Comcast has done it again!
Almost a decade since the infamous sleeping technician (it’s only 8 years, but the “almost a decade” quote is relevant — read on*), Comcast has managed to demonstrate once again just why, and how much people hate the company. What’s the latest snafu? A customer service rep (in title at least) barked at a customer and her husband for almost 20 minutes while they tried to cancel their service. The husband managed to record the final 8 minutes or so — it makes for really painful listening.
Unfortunately, for Comcast, the husband — Ryan Block — is a bit connected online. He pasted the recording and it went viral over the past couple of days.
Many of the comments by readers to the various and sundry articles that I read call for the rep to be fired. Heck, CNET even asked in its headline whether he might be the worst customer service rep in the world. What all of this ignores is that this isn’t an isolated incident. Anyone that has tried to cancel internet/cellular/TV service, a credit card, or just a magazine subscription has experienced something similar. Generally, you need to put aside a chunk of time to spend on hold, arguing, and prepping with every last shred of information you might need — the third initial of your grandmother’s middle name? No, sir, that’s not what is in our records!
The barriers that firms place — hiding phone numbers, forcing you to run an exit script gauntlet, patronizing questions about why you’re leaving — do nothing but instill hostility towards the company. Why is it so hard to see that these actions are counter-productive?

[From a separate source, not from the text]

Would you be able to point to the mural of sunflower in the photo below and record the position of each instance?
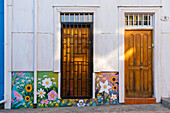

In their statement in response to this incident, Comcast claimed to be “very embarrassed by the way our employee spoke with Mr. Block” and claim that the way the rep spoke to Block “is unacceptable and not consistent with how we train our customer service representatives.”
That smells like an incredibly large pile of horse manure to me. It’s staggering difficult to believe that this rep — and every colleague and peer of his with whom I’ve ever spoken — went off-reservation and decided to bark at a customer out of the blue. I would bet my shirt that not only is he trained to do everything he can to retain the customer, but he’s no doubt also compensated on “saves.”
While this call is horrifying to listen to, it’s not surprising. This is really what the media might call a “dog bites man” story — albeit an excruciatingly painful one. It would be a “man bites dog” story if this happened at Zappos or Disney. While Comcast might describe this as a “very unfortunate experience”, I can’t help but think that what they think is unfortunate is that the call was recorded and went viral. If they are truly bothered by it they need to change. What should Comcast — and the rest of us do? If I may channel Souza, they need to:
as though the world is listening
as though the world were watching
as though you actually care
* The recording brilliantly captures the rep’s incredulity that these customers are leaving “after a decade” as customers of the best service out there.